Through his office, the cardinal has outlined a list of structures that will remain open day and night, scattered around every corner of the megalopolis with 20 million inhabitants. Speaking to AsiaNews he reports that "heavy rainfall and extreme climatic conditions in Mumbai have disrupted road and rail transport and local traffic. People are blocked. That is why I have asked all the churches, schools and institutes of the Archdiocese to offer shelter to everyone, regardless of caste or faith. "

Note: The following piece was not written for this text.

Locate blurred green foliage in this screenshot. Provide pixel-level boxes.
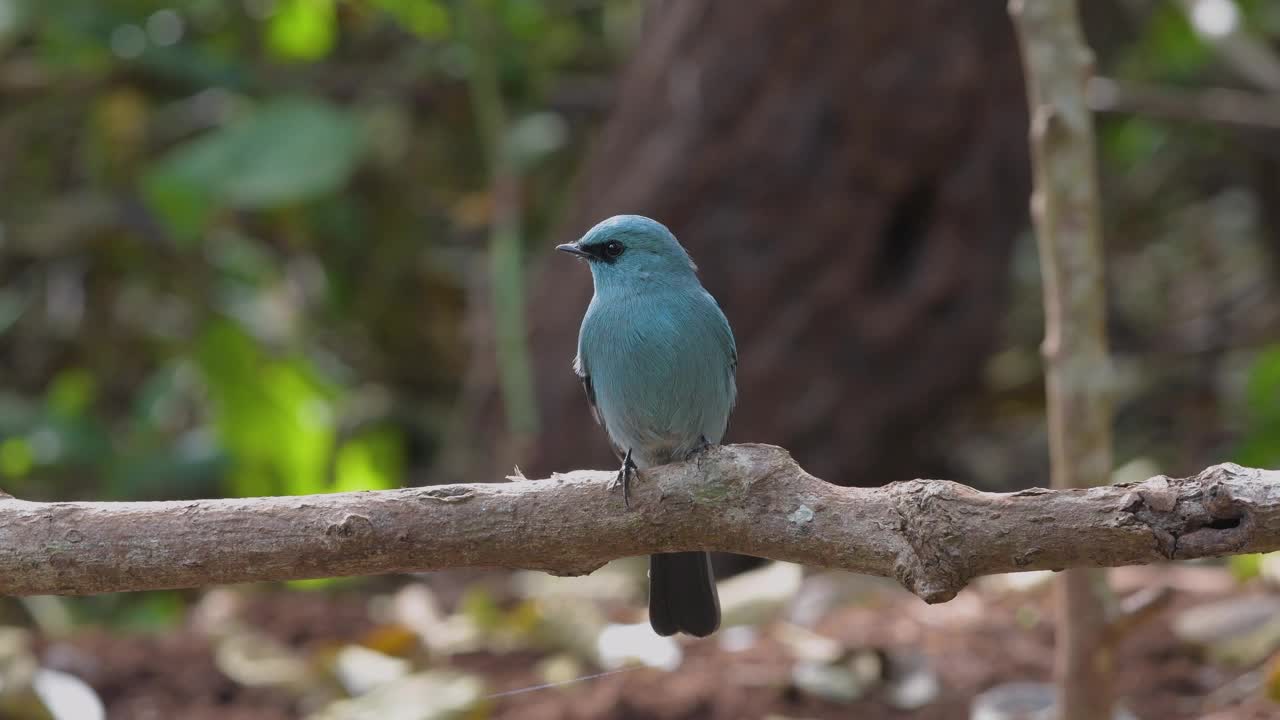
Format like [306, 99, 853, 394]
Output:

After the Cardinal's appeal, the reception machine was activated in every facility. At the Holy Name School, next to the Archbishop, more than 45 people were accommodated, exhausted after days outdoors. The diocesan pastoral center of Bandra opened the doors at nine in the evening, and already 17 people were waiting. Fr. Fitzgerald Fernandes reported that "people continued to arrive all night. A couple came from Gujarat and sought shelter here. " At the basilica of Our Lady of Mount, always in Bandra, some workers found a place to lodge in the presbytery. At the church of St. Joseph, another 170 displaced were accommodated. The archdiocese reports that hot meals, breakfast, dry clothes, blankets and bed sheets, bath towels for washing are provided to all.

Mumbai, India's main industrial hub located on the west coast, is completely submerged by water. This flooding is due to heavy rainfall, but also to its geographic position and the obsolete drainage network. The whole city is blocked, schools are closed, flights canceled. The King Edward Memorial Hospital's medical staff was forced to evacuate the pediatric ward, flooded with water. On social media, the authorities have also appealed for prudence, inviting residents not to go out on the street.

The monsoon is causing a real humanitarian crisis across the southern part of Asia. The most affected countries are India, Bangladesh and Nepal, where the most up-to-date data speak of at least 1000 deaths. According to the United Nations, approximately 41 million people are affected by the natural disaster that is hitting the region.

Monsoon rains are a natural phenomenon that occurs every year. But on this occasion, perhaps due to the effects of climate change, the precipitation was much more abundant. In just a few days 100 millimeters of rain fell in the city of India. According to experts, this is an alarming level, which fears the recurrence of the 2005 disaster, when more than 1,000 deaths were counted.